Finding your path through Peri-Menopause

Have you been feeling that your energy resources are less consistent than they used to be? It might be that that those spinning plates are beginning to wobble, while a desire for more simplicity, space to pause, or rest is becoming stronger.

This feeling is often felt more strongly during menopause; a natural transition that will inevitably pull you into a different relationship with your self, and your unique inner bodily landscape. An experience that can, at times, be unsteadying as you experience the ebb and flux of physical resources. As an acupuncturist treating symptoms, such as hot flushes, insomnia, low energy and anxiety, I have become very familiar with the map of this terrain. But I have seen too how effectively acupuncture, nutritional support, economising of inner reserves can help women find their bearings through the uncertainties of this period of transition.

A different kind of hormonal dance

This is a time when the familiar hormonal dance of menstruation can no longer be relied upon. Women can find themselves moving into a stretch of unpredictability that includes a broad sweep of changes; an experience determined by the state of your overall health, along with the particular nuances of your biological and emotional history.

The term Peri-menopause, describes an incremental, gradual hormonal shift that commonly begins in our 40s, but can be as early as your 30s, eventually leading up to menopause itself; a time that marks the end of the menstrual cycles.  The existing definition of menopause is when 12 months have passed without a period. 

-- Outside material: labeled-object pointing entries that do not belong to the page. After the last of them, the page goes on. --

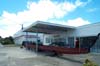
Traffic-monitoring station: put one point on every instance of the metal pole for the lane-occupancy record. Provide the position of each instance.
(37, 42)
(79, 44)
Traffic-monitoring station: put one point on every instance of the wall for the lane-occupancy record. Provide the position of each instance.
(86, 30)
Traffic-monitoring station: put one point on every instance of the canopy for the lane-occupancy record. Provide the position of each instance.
(47, 28)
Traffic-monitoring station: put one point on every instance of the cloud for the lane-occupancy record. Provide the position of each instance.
(77, 22)
(92, 10)
(43, 10)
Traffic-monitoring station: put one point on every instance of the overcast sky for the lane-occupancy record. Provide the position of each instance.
(13, 13)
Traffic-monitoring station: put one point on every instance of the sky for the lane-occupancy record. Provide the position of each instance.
(14, 13)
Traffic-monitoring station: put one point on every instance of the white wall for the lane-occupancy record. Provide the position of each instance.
(86, 30)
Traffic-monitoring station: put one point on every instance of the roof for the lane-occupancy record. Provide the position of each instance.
(48, 28)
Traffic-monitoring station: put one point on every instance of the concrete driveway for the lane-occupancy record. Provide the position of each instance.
(15, 56)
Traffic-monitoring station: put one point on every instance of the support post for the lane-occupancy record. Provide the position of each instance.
(37, 42)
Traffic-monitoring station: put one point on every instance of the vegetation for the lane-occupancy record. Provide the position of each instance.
(7, 40)
(89, 63)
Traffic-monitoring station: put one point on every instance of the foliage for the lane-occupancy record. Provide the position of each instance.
(89, 63)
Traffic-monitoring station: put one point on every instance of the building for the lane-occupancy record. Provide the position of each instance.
(86, 35)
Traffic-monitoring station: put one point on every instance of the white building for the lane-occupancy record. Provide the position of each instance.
(50, 32)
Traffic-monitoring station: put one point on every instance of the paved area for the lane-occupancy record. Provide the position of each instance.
(15, 56)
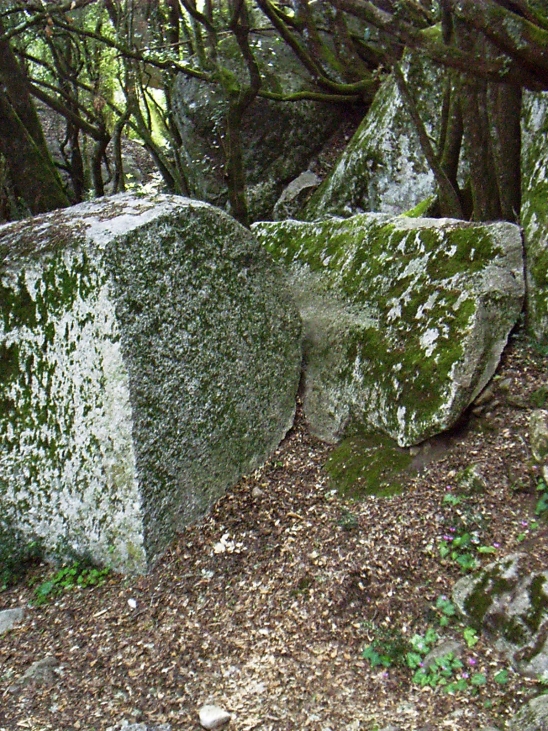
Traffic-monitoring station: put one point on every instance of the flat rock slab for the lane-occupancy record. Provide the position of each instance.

Peri-menopause, with its uncertain beginning, can bring a host of changes, due to fluctuations of hormones, and the natural ageing process. For many women, this can be a disorientating time, as menstrual rhythms vary, and discord often surfaces that reflects a reduced energetic capacity bumping heads with outer expectations.

It is during this time that you can be directly faced with the growing limitations of your energy resources; a feeling likened to swimming against a tide.  An inner tension can surface that reflects a drop in vitality due to hormonal shifts, and in some cases, increased frequency and intensity of bleeding.

Menopausal symptoms, reflect natural changes in oestrogen and progesterone levels, alongside an increased sensitivity to stress. Oestrogen has mood mediating effects, and when levels diminish during the menopause, it is not uncommon for your sense of well-being to feel undermined, and feelings of anxiety or low mood to be present.  At least until you’re able to acclimatise, and find a footing in this unexplored hormonal territory.

The disorientation of the menopausal transition

Many of these changes will be happening at a time when parents are getting older and are needing more support, or when children are going through their own life transitions, which brings its own unique set of challenges! It often seems as though everything is happening at the same time, which can quickly lead to a sense of being overwhelmed.

It can be punctuated temporarily by loss and endings, as some chapters of your lives come to a natural close or conclusion. Someone said to me recently that during menopause you feel like your body is changing but that you’re not always a willing participant in this change! For many women, this loss can encompass the sorrow of losing someone you love, a changing identity, or the loss of inner rhythms, or resources, that once seemed more predictable.

Changes in mental clarity and vitality due to hormonal shifts, can also undermine your sense of self, confidence and enthusiasm. The mist of brain fog, combined with diminished resources, seeming to betray your ability to be available in the same way as before. This, combined with a sense of your mortality being brought into sharper focus, can bring more persistent feelings of anxiety to the foreground.

Recalibrating your resources

However, this chapter in life also creates an opportunity to wrestle back control by redefining who you are, and what you need, in a different way.  As your body communicates a growing necessity to attend to, and care for yourself in a way that honours your own inner capacity.  Menopause, in this sense, is providing both a doorway into a deeper knowing, and an invitation to slow down.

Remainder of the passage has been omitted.